Samsung's largest union calls its first-ever strike

Union membership grew after the company pledged to stop squashing organized labor activities.


Samsung's largest workers' organization, the National Samsung Electronics Union, has announced that it's planning to stage a walkout next week as part of its fight for fair compensation. Members are threatening to skip work for a day, on June 7, in hopes that the company would listen to their demands after their wage negotiations over the past months had come to a standstill. If it pushes through, BNN Bloomberg says it'll be the first strike ever by the company's employees since Samsung was founded. As Reuters reports, Samsung agreed to a 5.1 percent increase in wages this year, but the union is also negotiating to add one more day to workers' annual leaves and for more transparency when it comes to performance bonuses.

"What we want is not a 1-2 percent wage increase. What we want is to be paid fairly for the amount of work done," union leaders said in front of Samsung's offices in Seoul. "We want to be compensated for our labor fairly and transparently."

The National Samsung Electronics Union has 28,000 members, which represent over a fifth of the company's workforce. Union leaders aren't expecting the strike to have a significant impact on Samsung's production since most of its manufacturing processes are automated anyway, but they're still hoping that their walkout could compel the company to take them seriously. The union certainly has more power to negotiate now — apparently, its membership grew four-fold over the past couple of years after the company pledged to stop its union-busting schemes.

Samsung used to be notorious for suppressing organized labor activities. In 2018, board chairman Lee Sang-hoon was indicted for sabotaging legitimate labor activities by threatening to lower wages of employees who join them, deliberately stalling negotiations between management and laborers and digging up dirt on key union personnel to persuade them to cease their activities. Lee stepped down as chairman of the board in 2020, the same year Samsung's Executive Chairman Jay Y. Lee promised to end the company's union-busting practices.

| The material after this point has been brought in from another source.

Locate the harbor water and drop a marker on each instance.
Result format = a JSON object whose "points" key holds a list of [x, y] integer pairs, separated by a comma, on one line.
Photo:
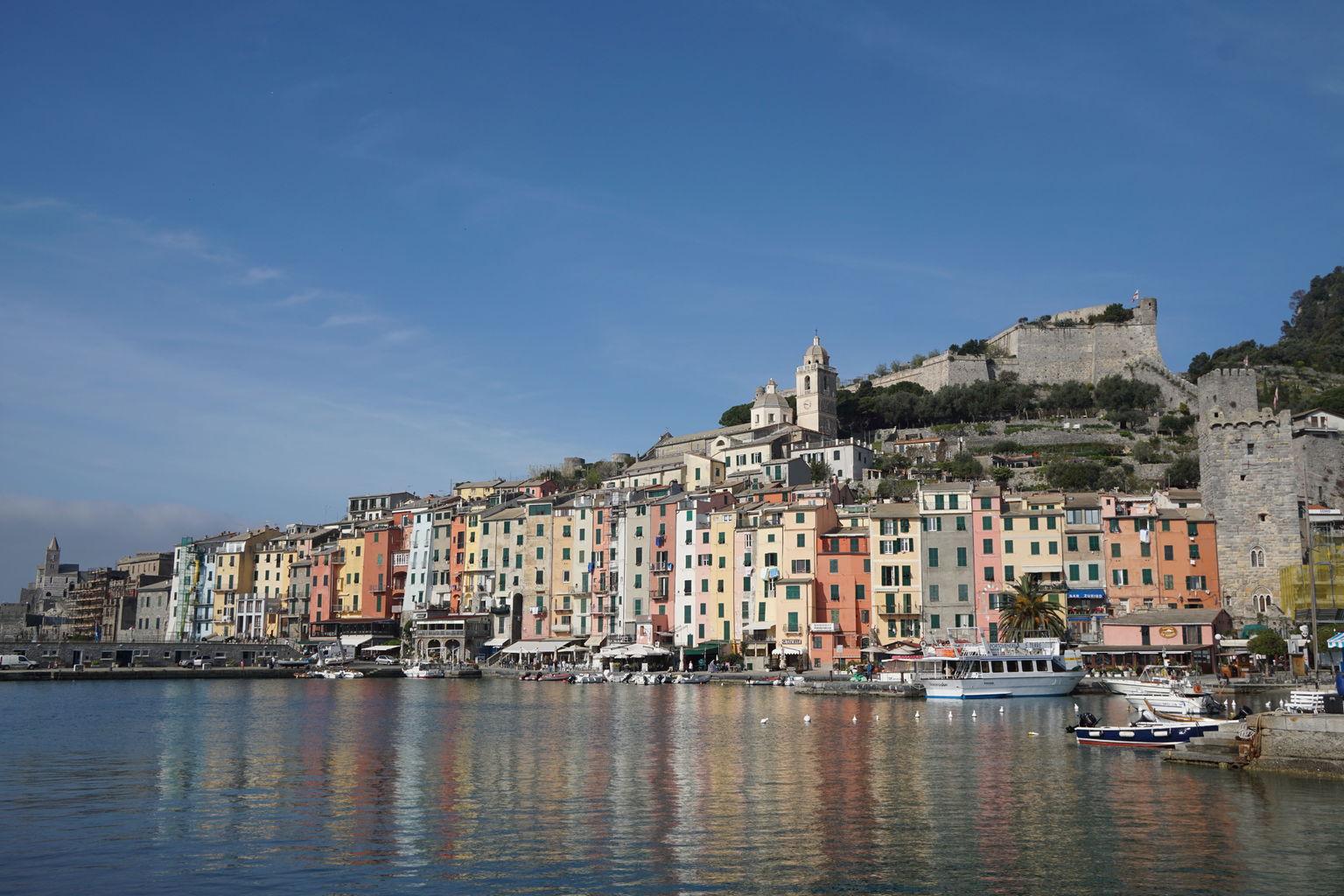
{"points": [[501, 786]]}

The union said, however, that there's "no change in the management’s attitude" despite Lee's promise to eliminate non-union management. "We can no longer stand by the company's lack of will to negotiate," it added. If the company refuses to engage in meaningful talks, the union is planning to stage more walkouts in the future. A Samsung spokesperson told BNN Bloomberg, however, that "the company remains committed to engaging in good faith negotiations with the unions, and is making every sincere effort to an agreement."